While, during the pandemic, many financial markets were on the brink of collapse, the forex market was doing great – an evident growing interest can be attributed to the fact that most investors are now moving away from traditional stock markets, or even to the fact that quarantine granted people more time to get into trading. Google searches for ‘forex trading’ increased by 42% globally in 2020 compared to 2019, and continued to rise into 2021 as the coronavirus pandemic spurred potential for profit. In fact, forex trading, now more than ever, represents a great opportunity for profit, not only for professional traders but also for anyone looking to take it up as a side hustle. With the work-from-home arrangement, more people have started trading from the comfort of their homes, alongside their full-time jobs.
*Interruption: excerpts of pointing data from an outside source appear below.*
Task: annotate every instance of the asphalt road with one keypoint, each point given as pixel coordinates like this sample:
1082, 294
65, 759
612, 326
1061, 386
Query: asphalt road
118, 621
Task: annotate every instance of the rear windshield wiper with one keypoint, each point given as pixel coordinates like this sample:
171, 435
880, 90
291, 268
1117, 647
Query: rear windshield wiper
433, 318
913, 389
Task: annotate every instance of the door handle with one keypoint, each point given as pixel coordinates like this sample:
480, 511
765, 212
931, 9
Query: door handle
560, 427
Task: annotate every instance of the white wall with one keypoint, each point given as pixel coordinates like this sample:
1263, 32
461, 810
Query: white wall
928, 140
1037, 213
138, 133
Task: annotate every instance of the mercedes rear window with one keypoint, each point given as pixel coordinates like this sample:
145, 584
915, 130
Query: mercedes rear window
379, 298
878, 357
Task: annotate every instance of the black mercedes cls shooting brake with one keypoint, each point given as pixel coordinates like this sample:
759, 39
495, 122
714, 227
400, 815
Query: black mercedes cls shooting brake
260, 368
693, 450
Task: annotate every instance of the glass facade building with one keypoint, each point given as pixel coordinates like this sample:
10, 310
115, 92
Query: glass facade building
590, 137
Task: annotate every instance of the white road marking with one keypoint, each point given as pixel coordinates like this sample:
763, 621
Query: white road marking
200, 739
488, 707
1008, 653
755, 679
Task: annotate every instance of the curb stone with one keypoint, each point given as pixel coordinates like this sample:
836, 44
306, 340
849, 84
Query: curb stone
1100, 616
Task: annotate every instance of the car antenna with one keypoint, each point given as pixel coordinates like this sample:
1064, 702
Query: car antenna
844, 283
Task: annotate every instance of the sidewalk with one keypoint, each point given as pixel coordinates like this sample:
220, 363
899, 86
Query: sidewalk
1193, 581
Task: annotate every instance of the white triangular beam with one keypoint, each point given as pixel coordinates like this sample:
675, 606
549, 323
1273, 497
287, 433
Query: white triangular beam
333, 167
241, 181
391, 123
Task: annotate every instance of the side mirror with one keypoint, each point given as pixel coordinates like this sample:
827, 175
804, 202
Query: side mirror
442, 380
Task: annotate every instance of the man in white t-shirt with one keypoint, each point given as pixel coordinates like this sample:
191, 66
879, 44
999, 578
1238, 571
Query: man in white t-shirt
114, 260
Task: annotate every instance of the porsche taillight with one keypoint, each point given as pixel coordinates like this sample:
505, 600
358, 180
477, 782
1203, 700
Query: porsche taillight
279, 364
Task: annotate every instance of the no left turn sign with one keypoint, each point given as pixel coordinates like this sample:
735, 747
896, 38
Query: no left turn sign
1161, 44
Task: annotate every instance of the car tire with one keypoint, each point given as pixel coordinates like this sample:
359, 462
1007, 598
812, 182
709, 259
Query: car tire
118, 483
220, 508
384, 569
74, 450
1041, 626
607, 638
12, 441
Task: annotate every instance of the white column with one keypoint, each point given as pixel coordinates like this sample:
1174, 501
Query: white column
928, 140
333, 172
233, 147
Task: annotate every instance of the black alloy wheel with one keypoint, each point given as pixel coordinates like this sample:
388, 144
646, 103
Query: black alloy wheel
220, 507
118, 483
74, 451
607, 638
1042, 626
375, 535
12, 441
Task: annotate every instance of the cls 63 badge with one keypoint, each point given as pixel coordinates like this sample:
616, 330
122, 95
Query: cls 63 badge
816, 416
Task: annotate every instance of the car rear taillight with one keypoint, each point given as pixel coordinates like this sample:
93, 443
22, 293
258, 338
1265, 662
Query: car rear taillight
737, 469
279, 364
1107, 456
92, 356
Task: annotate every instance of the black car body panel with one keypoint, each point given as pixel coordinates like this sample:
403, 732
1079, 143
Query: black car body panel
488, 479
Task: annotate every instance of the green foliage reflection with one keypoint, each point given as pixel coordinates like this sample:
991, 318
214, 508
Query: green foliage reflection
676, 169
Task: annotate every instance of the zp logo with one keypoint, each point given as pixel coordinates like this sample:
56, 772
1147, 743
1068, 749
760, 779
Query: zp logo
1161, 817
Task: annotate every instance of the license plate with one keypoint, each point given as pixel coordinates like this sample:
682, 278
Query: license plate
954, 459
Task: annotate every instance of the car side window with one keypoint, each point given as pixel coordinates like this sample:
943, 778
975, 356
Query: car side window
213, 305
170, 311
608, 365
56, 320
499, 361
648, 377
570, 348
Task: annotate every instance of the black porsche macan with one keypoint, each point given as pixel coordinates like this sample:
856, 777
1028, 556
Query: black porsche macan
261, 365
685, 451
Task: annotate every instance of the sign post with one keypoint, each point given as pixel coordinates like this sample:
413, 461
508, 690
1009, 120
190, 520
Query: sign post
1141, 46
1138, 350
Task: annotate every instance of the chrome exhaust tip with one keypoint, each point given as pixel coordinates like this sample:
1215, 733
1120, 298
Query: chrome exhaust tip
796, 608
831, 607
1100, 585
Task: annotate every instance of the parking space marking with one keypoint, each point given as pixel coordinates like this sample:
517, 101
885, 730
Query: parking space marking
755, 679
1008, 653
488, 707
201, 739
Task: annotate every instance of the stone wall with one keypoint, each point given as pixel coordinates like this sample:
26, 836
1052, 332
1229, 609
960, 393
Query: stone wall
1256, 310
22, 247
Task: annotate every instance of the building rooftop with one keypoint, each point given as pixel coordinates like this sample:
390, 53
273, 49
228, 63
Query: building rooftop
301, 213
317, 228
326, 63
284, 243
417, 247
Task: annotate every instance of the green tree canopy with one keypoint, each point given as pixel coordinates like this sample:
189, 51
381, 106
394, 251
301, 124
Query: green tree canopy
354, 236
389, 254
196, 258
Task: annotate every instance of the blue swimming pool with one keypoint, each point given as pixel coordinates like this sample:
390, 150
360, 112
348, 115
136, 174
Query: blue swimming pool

As the number of people trying their hand at forex trading increased, the number of scams also inevitably grew. Some recent scams involved unauthorised forex traders using flashy social media pages to lure in followers to convince them that they were offering an easy way to make thousands through online trading – an example was Katie Price’s promotion of one of these pages earlier in 2021. New research carried out by experts at Forex Recommend looked at the number of forex scams reported in the last three years. Foreign exchange trading has registered a surprising increase in scams in the past couple of years, especially in the UK, where almost 10,000 cases – 9,748 to be exact – have been reported since 2019. Forex scams have increased by 81% in 2020, and in 2021 the number of scams had already hit 3,654 as of October 7th. It’s clear that interest in forex trading is still on an upwards trajectory and many are equally still falling victim.
With so much money being lost to forex scams, it’s of utmost importance to learn how to recognise a scam and be prepared to avoid falling victim to one. Experts at Forex Recommend have put together some helpful tips to dodge the scams that are coming your way:
First of all, do your research: The more research you can do about a broker, the better. First and foremost check whether a broker is registered with a locally recognised authority – this is the FCA in the UK. Read broker reviews online too to find the best brokers and make sure that others haven’t had negative experiences with a broker in the past.
Remember to always read the fine print: When opening an account with a broker, be sure to read through all of the fine print. Some brokers can try to catch you out by enticing you in with an offer such as bonus funds, but there could be strings and restrictions on these.
Try opening an account with a small balance: If you still have some reservations about using a broker, you could open up an account with a small balance and spend a couple of weeks making smaller trades, before attempting to withdraw your balance, to ensure that nothing suspicious is happening.
Beware of the red flags! There are a couple of signs that should immediately set alarm bells ringing when it comes to forex trading, such as unsolicited offers about investment opportunities, as these are likely to be scams. Likewise, so-called ‘risk-free’ investing or offers that sound too good to be true are probably fraudulent.